2.Our company has recently entered into a long-term and a radical agreement with several of our retailers in Australia. Under the new agreement, at the start of every quarter, we will ship a variety of our products (suitable for that state and that time of the year) to our retailers. All retailers have agreed to set aside a section in their stores to exclusively display our products including the display windows at the front of the store. In return we have agreed to pay a fee to each store on a monthly basis for allowing us the access to this window space and space on the shop floor to advertise and sell our products. The average fee is around $600 per square meter, per store per month. At the end of the quarter, the store will return all the unsold products to us and we will send out a new shipment to prepare for the next quarter. The stores will also transfer the revenue from total sales to us after deducting the display fee noted above. The board unanimously agreed to recognize the sales revenue at the start of the quarter.

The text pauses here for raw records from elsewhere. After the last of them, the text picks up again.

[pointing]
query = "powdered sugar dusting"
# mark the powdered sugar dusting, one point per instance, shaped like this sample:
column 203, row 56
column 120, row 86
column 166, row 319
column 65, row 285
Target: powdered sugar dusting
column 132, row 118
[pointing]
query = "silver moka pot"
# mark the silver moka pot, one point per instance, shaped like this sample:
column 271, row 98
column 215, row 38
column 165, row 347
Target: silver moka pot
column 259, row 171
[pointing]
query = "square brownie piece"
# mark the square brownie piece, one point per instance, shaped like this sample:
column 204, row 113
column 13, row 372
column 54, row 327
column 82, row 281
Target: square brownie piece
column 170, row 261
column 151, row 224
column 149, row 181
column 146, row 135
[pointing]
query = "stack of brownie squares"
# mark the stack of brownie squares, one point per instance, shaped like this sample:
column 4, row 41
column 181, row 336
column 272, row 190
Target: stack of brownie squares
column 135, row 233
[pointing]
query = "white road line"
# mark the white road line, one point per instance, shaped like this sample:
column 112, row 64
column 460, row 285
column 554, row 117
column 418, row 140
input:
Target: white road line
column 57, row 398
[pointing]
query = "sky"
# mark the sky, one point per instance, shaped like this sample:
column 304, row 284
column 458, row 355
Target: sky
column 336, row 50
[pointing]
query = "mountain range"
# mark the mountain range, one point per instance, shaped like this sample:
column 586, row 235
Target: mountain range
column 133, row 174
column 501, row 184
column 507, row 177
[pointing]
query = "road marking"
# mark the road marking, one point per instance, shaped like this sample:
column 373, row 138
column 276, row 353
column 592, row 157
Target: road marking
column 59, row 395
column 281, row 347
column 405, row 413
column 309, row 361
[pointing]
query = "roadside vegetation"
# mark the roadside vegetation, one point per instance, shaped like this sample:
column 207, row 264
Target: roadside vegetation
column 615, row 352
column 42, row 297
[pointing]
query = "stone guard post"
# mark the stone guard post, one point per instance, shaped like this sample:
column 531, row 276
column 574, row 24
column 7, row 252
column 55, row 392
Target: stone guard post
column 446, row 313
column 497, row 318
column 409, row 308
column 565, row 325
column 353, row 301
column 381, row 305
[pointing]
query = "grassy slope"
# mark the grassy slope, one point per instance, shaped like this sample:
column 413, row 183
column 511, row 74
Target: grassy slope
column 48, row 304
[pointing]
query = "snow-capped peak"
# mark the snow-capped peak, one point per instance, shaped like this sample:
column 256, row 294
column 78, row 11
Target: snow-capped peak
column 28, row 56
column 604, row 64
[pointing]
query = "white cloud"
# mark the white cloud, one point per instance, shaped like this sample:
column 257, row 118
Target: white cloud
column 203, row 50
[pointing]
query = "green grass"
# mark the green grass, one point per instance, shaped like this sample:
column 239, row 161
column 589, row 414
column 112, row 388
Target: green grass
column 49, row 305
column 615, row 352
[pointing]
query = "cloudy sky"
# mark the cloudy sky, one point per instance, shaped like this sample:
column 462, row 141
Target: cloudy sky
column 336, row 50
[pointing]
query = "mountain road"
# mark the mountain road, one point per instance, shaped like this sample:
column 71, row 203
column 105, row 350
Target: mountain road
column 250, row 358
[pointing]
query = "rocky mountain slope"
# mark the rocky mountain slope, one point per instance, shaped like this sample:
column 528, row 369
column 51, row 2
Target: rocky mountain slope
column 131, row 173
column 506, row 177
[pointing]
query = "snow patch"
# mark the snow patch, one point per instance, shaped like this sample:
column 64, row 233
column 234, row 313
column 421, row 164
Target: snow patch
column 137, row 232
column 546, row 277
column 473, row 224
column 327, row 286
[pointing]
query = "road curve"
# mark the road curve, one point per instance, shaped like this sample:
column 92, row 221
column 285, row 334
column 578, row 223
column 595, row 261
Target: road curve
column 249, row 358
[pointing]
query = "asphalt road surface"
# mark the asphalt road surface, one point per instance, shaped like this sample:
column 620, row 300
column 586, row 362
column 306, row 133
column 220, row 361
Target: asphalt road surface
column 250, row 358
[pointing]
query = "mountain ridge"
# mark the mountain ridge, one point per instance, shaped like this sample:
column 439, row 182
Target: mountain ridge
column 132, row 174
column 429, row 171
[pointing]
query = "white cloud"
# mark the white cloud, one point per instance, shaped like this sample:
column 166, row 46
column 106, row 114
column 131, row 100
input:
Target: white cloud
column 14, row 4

At the end of the quarter when the excess inventory is returned to us by the stores, we can always make the necessary adjustments i.e. reverse both the sales revenue and cost of sales as well the amount owed by the stores and the incoming inventory. After all, the net effect would be the actual sales of the period. The board also agreed that the fee we pay to the stores should not be recorded separately because that is the cost of doing business. So we will only record the net amount received as sales revenue. This should simplify matters, shouldn’t it?